Afghanistan election: Karzai win spurs plans to improve governance

The long-drawn Afghanistan election ended Monday with Hamid Karzai declared the winner. Some experts lay out options that could reduce the president's powers.

Ahmad Masood/AP
Afghan President Hamid Karzai gestures as he heads to receive UN Secretary-General Ban Ki-moon at the presidential palace in Kabul on Monday.

The Afghan elections have officially ended, and President Hamid Karzai will hold on to his office for five more years, the election commission declared Monday after rival Abdullah Abdullah dropped out of the race.

The fraud-ridden saga has diminished the stature of both Mr. Karzai and the international community in Kabul, and the result brings no mandate but instead raises further proposals for forcing more government accountability.

The talk among Afghan and Western experts ranges from preparing immediately for next year's Parliamentary elections, to rewriting the constitution, to scrapping elections altogether in favor of an "enlightened dictatorship."

One researcher whose work involved 170 recent interviews with voters in different districts of Kabul says these elections have not killed the democratic spirit.
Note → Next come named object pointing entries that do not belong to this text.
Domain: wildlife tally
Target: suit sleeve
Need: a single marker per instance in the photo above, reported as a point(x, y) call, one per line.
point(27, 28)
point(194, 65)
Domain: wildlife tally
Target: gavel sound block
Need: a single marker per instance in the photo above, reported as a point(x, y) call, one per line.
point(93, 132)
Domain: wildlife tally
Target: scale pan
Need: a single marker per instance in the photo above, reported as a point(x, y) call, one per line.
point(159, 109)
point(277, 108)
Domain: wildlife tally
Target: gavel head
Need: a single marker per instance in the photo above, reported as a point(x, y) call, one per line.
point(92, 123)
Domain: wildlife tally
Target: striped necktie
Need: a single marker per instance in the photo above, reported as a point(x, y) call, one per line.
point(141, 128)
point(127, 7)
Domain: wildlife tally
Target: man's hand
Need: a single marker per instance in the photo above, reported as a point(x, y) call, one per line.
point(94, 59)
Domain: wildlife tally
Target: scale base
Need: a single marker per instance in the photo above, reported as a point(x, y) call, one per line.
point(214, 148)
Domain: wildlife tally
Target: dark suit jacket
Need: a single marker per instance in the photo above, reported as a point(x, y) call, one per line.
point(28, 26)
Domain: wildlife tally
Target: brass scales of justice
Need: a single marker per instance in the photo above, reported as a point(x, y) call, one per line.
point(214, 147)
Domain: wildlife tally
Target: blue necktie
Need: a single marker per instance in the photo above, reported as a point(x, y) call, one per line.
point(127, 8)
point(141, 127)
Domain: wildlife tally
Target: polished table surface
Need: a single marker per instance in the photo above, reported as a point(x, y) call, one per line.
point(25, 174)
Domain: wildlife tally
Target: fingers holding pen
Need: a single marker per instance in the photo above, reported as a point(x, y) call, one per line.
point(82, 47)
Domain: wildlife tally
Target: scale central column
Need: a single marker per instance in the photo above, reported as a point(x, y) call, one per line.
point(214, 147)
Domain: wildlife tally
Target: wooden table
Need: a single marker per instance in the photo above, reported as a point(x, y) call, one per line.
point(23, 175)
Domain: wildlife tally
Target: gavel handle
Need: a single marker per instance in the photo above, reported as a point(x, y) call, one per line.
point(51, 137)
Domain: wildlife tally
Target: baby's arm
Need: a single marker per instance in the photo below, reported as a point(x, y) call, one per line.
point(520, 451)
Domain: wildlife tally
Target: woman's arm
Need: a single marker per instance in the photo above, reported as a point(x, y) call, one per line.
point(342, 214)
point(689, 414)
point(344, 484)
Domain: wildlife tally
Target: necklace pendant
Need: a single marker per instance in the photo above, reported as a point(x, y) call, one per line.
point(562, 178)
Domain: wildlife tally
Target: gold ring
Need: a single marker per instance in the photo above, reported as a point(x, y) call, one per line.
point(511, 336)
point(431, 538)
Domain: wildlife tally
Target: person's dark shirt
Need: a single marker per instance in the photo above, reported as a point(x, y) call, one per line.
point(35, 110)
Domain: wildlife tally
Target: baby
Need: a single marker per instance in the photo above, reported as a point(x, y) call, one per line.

"There was still very much a desire to be a part of this global movement to participate in government, but it needed to be defined in an Afghan context instead of a Western one," says Anna Larson, a researcher on governance with the Afghanistan Research and Evaluation Unit in Kabul and author of a new study to be released tomorrow on the election. "The ideal system that seemed to come out from our respondents was a system whereby Islamic values were combined with a democratic system of selecting a government."

Hope for democracy

She notes that, though "Islamic values" are not universally defined, in general the concept denoted concerns – especially among the educated elite – that enfranchising a majority of Afghans who are young and uneducated could unleash the "unlimited freedom" of Western democracy and leave few safeguards for traditional religious and social mores.

As for the conduct of the elections, her interviews revealed that Afghans worried less about macro questions of fraud and influence-peddling, which they had assumed would take place anyway, and more on technical concerns about whether the ink was really indelible and the malfunctioning of hole punchers on election day.

Such problems, notes Ms. Larson, should be avoided by preparing immediately for the upcoming parliamentary elections this April.

"We need to start preparing earlier, getting the mechanisms in place earlier, to prevent the extent of corruption we saw this time," says Larson. One of the reasons for the last-minute preparation for this year's elections had to do with sluggish funding from donor countries, she adds.

Among the Afghan elite, there's at least some sentiment that democracy isn't the way to go for now.

"I think that we need a strong leadership composed of the enlightened people – we need an enlightened dictatorship," says an Afghan newspaper editor who requested anonymity for fear of reprisals. "Democracy did not help us. Democracy means they are bribing people in the street."

Keeping Karzai in check

Then there are calls to move in the opposite direction, away from the current system of a strong presidency toward one that shares more power with the Parliament. This idea could gain momentum as the international community ponders another five years with Karzai as a partner.

Making such changes would involve calling a constitutional loya jirga – essentially an Afghan version of a constitutional convention.

"I think a constitutional loya jirga is way overdue," says Samina Ahmed, the South Asia project director for the International Crisis Group, based in Islamabad, Pakistan. "The flaws in the constitution need to be removed."

One such flaw: The Independent Election Commission charged with running the elections is not independent because the commissioners are all appointed by the president, with no oversight by the Parliament.

Tweaking the constitution through the loya jirga has its problems, however.

"A loya jirga will be composed of the people who are now in power, and the same idea will go forward," says the Afghan newspaper editor.

Then, too, there are concerns – familiar to Americans who routinely vote down constitutional conventions – that convening such a forum would open a Pandora's box of suggested revisions that would involve lengthy debate.

Sharing blame for flawed election

Finally, the power to convene the jirga falls to the president, except in impeachment scenarios, and it's unlikely Karzai would see this to be in his interests. However, Ms. Ahmed and other observers argue that the international community must be more forceful with Karzai to get changes in governance.

"There should be a clear message sent that what Karzai has done is totally undemocratic and unacceptable," says Ahmed. At same time, she adds, the international community should not try to escape blame for what has happened: "Remember who paid for the elections. If you are paying for an electoral process that you know is so deeply flawed, surely there is responsibility attached to the internationals in making sure there is as credible a process as possible."